Ex 3.22:

Consider the continuing MDP shown as below. The only decision to be made is that in the top state, where two actions are available, left and right. The numbers show the rewards that are received deterministically after each action. There are exactly two deterministic policies, \(\pi_{left}\) and \(\pi_{right}\). What policy is optimal if \(\gamma=0\)? If \(\gamma=0.9\)? If \(\gamma=0.5\)?

ex 3.22

解答:

分别计算两个动作left和right下的状态价值函数:

\[\begin{align} v_{\pi_{left}}&=1+\gamma(0+\gamma v_{\pi_{left}})\\ v_{\pi_{right}}&=0+\gamma(2+\gamma v_{\pi_{right}}) \end{align}\]

很容易得出:

\[\begin{align} v_{\pi_{left}}&=\frac{1}{1-\gamma^2}\\ v_{\pi_{right}}&=\frac{2\gamma}{1-\gamma^2} \end{align}\]
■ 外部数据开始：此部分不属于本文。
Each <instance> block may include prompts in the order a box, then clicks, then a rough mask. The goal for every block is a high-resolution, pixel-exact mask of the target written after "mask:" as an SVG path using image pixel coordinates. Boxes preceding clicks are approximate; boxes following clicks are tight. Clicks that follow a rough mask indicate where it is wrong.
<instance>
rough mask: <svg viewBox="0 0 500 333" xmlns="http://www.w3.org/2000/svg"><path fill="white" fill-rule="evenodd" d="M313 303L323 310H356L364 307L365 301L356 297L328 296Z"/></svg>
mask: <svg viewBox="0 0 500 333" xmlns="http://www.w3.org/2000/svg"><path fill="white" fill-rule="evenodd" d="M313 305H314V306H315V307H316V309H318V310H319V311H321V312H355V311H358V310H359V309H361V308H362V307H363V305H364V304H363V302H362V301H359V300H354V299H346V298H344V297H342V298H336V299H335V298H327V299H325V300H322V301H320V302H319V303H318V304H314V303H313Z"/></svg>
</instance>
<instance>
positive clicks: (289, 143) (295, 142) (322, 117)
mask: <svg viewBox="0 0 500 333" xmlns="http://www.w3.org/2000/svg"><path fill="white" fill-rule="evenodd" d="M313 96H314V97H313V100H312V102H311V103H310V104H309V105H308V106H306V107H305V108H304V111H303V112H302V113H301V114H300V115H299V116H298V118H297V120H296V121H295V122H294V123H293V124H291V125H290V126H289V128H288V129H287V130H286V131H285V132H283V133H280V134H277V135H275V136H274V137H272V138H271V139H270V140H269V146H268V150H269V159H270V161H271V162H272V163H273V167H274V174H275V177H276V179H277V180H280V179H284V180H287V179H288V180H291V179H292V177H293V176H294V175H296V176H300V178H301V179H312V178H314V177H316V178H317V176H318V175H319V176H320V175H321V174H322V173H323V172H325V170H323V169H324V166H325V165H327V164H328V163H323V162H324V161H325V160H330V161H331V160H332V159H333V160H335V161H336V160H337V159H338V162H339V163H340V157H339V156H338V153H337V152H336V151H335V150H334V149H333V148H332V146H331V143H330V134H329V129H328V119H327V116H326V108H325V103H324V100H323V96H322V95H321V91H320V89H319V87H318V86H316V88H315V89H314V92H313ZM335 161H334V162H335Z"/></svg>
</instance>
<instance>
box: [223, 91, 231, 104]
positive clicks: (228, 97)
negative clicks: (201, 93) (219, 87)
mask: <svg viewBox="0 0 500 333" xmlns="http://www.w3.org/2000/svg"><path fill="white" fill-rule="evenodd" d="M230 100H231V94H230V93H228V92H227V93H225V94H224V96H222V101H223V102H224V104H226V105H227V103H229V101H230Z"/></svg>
即,当\(\gamma<0.5\)时,\(v_{\pi_{left}} > v_{\pi_{right}}\),反之\(v_{\pi_{left}} < v_{\pi_{right}}\);当\(\gamma=0.5\)时,\(v_{\pi_{left}} = v_{\pi_{right}}\)。

根据最有价值函数的定义,当\(\gamma<0.5\)时,应该选择left动作作为最优策略;当\(\gamma>0.5\)时,应该选择right动作作为最优策略;当\(\gamma=0.5\)时,两个动作都是最优策略。